Uitspraak
RECHTBANK ROTTERDAM
1..De procedure
- de dagvaarding van 3 juni 2021;
- de brief van de man van 8 juni 2021, met 22 producties;
- de conclusie van antwoord, met 9 producties;
- de mondelinge behandeling op 11 juni 2021.
Rechtbank Rotterdam
In deze zaak, die zich afspeelt in het kader van een kort geding, vordert de man de opheffing van executoriaal beslag dat door de vrouw is gelegd op zijn woning en bankrekening. De partijen, ex-echtelieden, zijn in een juridische strijd verwikkeld over de verdeling van hun huwelijksgoederengemeenschap. De man heeft eerder cassatie ingesteld tegen een beschikking van het gerechtshof Den Haag, die de afwikkeling van de huwelijksgoederengemeenschap betreft. De vrouw heeft op basis van eerdere beschikkingen executoriaal beslag gelegd op de bankrekeningen en de woning van de man, tot verhaal van een bedrag van circa € 78.000,00.

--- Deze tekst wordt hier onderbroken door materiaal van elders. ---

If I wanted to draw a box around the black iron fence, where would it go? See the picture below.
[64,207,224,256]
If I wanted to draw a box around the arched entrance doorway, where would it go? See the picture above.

De voorzieningenrechter heeft de procedure in detail bekeken, inclusief de dagvaarding en de mondelinge behandeling. De man stelt dat het beslag onrechtmatig is, omdat de verdelingskwestie nog niet is afgerond. De rechter oordeelt dat de vrouw, op basis van de beschikking van de rechtbank van 14 juli 2016, bevoegd is om beslag te leggen. De man heeft echter ook argumenten aangedragen dat de vrouw misbruik maakt van haar bevoegdheid, gezien de beperkte overwaarde van de woning en de kosten van executie.
Uiteindelijk beslist de voorzieningenrechter dat het beslag op de woning niet mag worden uitgewonnen totdat er een onherroepelijke uitspraak van het hof Amsterdam is. Het beslag op de bankrekeningen blijft in stand, omdat dit beslag slechts een relatief klein bedrag betreft en de vrouw heeft aangegeven zich te onthouden van verdere beslagen in afwachting van de procedure bij het hof. De proceskosten worden gecompenseerd, waarbij iedere partij de eigen kosten draagt.